In the present study, no significant association was found between the risk of T2D and aromatic, non-essential, acidic amino acids, small amino acids, and proline. Also, no association was found between glycine and the risk of T2D. This finding is consistent with the results of a cohort study in the United Kingdom, which reported that glycine was not associated with the incidence of T2D in South Asia [49]. An inverse association of glycine with T2D has been reported in previous European cohort studies [8, 10], whereas a Mendelian randomization analysis in a European population showed no association between genetic variants associated with glycine and T2D [14].

We found that glutamic acid and aspartic acid were not associated with an increased risk of T2D. In some studies, no association was found [5]. However, some other cohort studies have reported that high glutamine levels are associated with a lower risk of T2D [11, 50]. In addition, one study found that higher concentrations of total glutamate/glutamine were associated with insulin resistance and the development of diabetes in Chinese and Indian participants [39]. In one study, aspartate and glutamate were increased in individuals with T2D compared with healthy controls [43]. Existing evidence on the association between glutamate and the development of T2D is conflicting.

In this study, proline was not significantly associated with the risk of diabetes. In contrast, in other studies, proline was associated with an increased risk of developing T2D in all participants [46]. Another cross-sectional study showed that proline was strongly correlated with hemoglobin A1c and insulin-related variables such as C-peptide, insulin, and HOMA-IR [51].

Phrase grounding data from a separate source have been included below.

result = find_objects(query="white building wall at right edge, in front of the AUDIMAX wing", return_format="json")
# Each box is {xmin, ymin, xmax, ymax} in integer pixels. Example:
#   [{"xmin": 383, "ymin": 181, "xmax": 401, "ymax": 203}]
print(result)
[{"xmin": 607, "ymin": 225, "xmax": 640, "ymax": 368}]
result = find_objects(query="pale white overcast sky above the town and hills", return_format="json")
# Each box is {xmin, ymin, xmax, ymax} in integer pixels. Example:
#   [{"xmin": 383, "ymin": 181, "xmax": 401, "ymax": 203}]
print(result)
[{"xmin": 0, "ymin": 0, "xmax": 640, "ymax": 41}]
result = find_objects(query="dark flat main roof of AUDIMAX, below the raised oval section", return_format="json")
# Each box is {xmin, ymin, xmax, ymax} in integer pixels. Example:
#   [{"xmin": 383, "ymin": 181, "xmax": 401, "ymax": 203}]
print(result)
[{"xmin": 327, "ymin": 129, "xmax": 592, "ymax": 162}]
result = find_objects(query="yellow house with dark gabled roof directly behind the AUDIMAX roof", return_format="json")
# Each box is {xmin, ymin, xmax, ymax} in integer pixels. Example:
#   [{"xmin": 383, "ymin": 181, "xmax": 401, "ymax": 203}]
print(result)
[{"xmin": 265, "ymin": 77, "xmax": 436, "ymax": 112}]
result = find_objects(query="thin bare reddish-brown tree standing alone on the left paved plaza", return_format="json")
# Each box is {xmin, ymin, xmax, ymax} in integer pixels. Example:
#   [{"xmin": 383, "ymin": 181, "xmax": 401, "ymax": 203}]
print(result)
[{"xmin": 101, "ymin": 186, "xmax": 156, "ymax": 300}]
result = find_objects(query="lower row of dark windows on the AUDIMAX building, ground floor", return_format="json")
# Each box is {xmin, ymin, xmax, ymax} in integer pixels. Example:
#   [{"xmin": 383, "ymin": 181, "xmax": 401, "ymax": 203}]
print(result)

Although not yet fully understood, there are several possible mechanisms underlying the association between amino acids and risk for T2D. First, type 2 diabetes begins with insulin resistance in peripheral tissues [13]. Some observations suggest that BCAA facilitates glucose uptake by skeletal muscle and liver and promotes glycogen synthesis in an insulin-independent manner through phosphatidylinositol 3-kinase (PI3-kinase) or protein kinase C (PKC) rather than the mTOR pathway [40, 52]. A recent study by Pedersen et al. showed that altered gut microbiota affects BCAA levels and may contribute to insulin resistance [53]. In addition, recent studies have indicated interactions between adipose tissue, BCAA metabolism, and glucose homeostasis. Increased BCAA may generate more catabolic intermediates propionyl CoA and succinyl CoA, leading to the accumulation of incompletely oxidized fatty acids and glucose, mitochondrial stress, impaired insulin action, and ultimately disruption of glucose homeostasis [13].

Our study has strengths and limitations. Strengths of our study include a prospective nested case-control design that allows measurement of exposures before T2D diagnosis, and the prospective nature of the study design minimizes the likelihood of recall and selection bias. Residual confounding is a common and unavoidable issue in observational studies. We sought to minimize the influence of potential confounders by controlling for potentially confounding variables, including important lifestyle risk factors. Racial homogeneity limited the generalizability of our findings to other ethnic groups. Replication of these results in another cohort is needed to increase the validity of our results.

Conclusions

The results showed that the risk of developing T2D increased with increasing dietary amino acids, but was not statistically significant for all amino acids. The risk of developing a new T2D was higher for individuals in the fourth quartile of branched-chain amino acids, alkaline, sulfate, and essential amino acids than in the lower quartile. Therefore, in the detection of people who are at risk for T2D, these amino acids could be useful markers. Further studies in other populations should be conducted to investigate the association and to determine the positive and negative effects of related dietary amino acid patterns on chronic diseases.